Give a % stock holding overlap in the 4 funds ?

Now this is mind-boggling! I would need to fire-up num py and upload the detailed pdf holding above step and run a program and that would get me the above info. Now I get all of it with a prompt. Just what I need!

Now let’s look under the hood what agent flow is being triggered in the “auto rag”

This is the instruction that powers the initiation of the GPT.

assistant.py is the file that triggers a agent flow.

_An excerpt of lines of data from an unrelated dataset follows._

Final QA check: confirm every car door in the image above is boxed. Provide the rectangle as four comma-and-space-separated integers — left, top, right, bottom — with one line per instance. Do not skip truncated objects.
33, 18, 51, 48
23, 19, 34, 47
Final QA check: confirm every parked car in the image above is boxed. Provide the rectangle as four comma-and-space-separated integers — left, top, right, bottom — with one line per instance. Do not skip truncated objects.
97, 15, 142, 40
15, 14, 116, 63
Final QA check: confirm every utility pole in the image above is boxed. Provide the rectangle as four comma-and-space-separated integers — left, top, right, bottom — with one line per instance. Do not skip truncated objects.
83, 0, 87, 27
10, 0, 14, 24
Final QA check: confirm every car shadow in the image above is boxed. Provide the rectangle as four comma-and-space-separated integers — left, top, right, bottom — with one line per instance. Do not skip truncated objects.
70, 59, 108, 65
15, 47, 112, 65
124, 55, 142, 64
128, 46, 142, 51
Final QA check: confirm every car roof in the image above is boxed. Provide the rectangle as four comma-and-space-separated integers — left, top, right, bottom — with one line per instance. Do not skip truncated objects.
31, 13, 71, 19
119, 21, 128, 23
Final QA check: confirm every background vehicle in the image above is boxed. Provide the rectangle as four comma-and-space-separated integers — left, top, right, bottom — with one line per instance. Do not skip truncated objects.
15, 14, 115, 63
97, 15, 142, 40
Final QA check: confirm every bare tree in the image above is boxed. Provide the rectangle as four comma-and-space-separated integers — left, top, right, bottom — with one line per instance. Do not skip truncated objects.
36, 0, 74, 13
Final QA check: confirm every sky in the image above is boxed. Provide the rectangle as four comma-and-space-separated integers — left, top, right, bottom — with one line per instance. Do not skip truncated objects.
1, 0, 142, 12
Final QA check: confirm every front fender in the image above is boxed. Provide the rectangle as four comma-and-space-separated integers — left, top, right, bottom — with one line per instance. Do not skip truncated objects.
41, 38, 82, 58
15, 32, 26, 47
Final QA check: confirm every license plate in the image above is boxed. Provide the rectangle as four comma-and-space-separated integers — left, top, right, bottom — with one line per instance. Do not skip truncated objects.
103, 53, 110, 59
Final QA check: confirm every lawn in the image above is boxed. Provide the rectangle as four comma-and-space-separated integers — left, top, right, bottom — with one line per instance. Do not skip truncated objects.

description="You are an Assistant called 'AutoRAG' that answers questions by calling functions.",
        
instructions=["First get additional information about the users question.",
            "You can either use the `search_knowledge_base` tool to search your knowledge base or the `duckduckgo_search` tool to search the internet.",
            "If the user asks about current events, use the `duckduckgo_search` tool to search the internet.",
            "If the user asks to summarize the conversation, use the `get_chat_history` tool to get your chat history with the user.",
            "Carefully process the information you have gathered and provide a clear and concise answer to the user.",
            "Respond directly to the user with your answer, do not say 'here is the answer' or 'this is the answer' or 'According to the information provided'",
            "NEVER mention your knowledge base or say 'According to the search_knowledge_base tool' or 'According to {some_tool} tool'.",
        ],

search_knowledge_base – this is what the model builds in the pgvector db when you upload a PDF or web URL

duckduckgo_search – The instruction then tells the gpt to search the internet if the information is not available in search_knowledge_base

Rest of the instructions are carefully crafted to make the experience more natural and conversation like.

I could setup the whole auto RAG in less than 20 mins. Pleased with how Ashpreet has made the setup so developer friendly.

I plan to play more with it and maybe build a personal dashboard and dump all my local data in there and use it as a personal assistant.

I wont be surprised if Rabbit R1 has a similar agent flow under the hood. It has already been mocked enough on X that it is an android app with some python code calling api’s.